However, all this occurs as a result of events that take place shortly before her emotional discovery. 

We find Emma finding a way to save grace with the Bates after her odious behavior towards Miss Bates during the Box Hill gathering. During this gathering Emma insults Miss Bates when the latter laughs at herself saying that she could not come up with many clever ideas, and that instead she may be able to comply with at least three dull ideas. To this, Emma retorted with huge sarcasm:

Ah! ma’am, but there may be a difficulty. Pardon me, but you will be limited as to number—only three at once.

Basically, what Emma said to Miss Bates is that the latter is capable of coming up with more than plenty dull ideas and comments, and that it would be best to limit her before she starts.

This behavior leaves a really sad taste in Mr. Knightley who takes matters into his own hands and chastises Emma. This is the moment when Emma for once feels regrets about her actions.

After all this, in chapter 45, Emma explains how she tries to fix the situation with Miss Bates.
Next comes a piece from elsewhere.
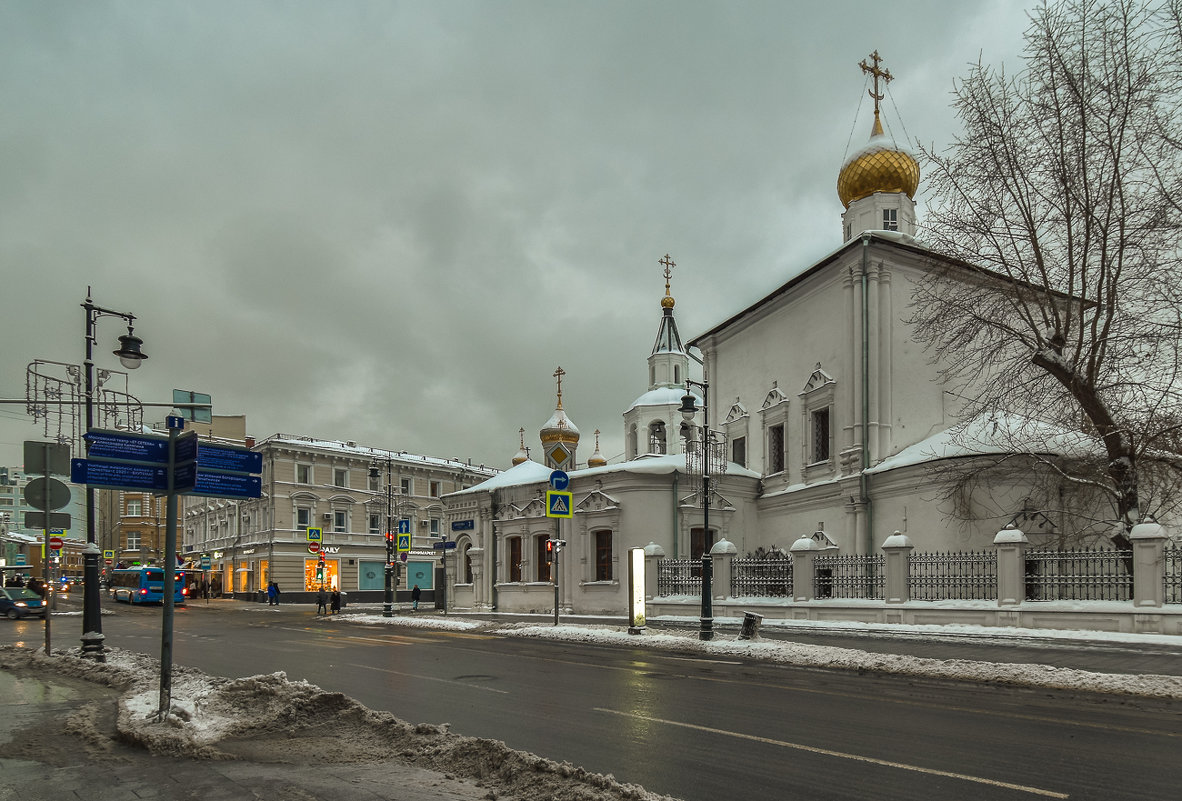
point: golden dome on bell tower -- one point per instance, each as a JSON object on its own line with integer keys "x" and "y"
{"x": 882, "y": 164}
During this exchange, Knightley understands Emma's behavior and sees kindness in her. She, equally, feels drawn to Knightley and they basically declare their love for each other when Knightley nearly kisses Emma's hand.

Every action after this specific event becomes the declining action of the plot which leads to the end. Therefore, the moment when Emma and Knighley declare or demonstrate their mutual attraction serves as the climax of the novel.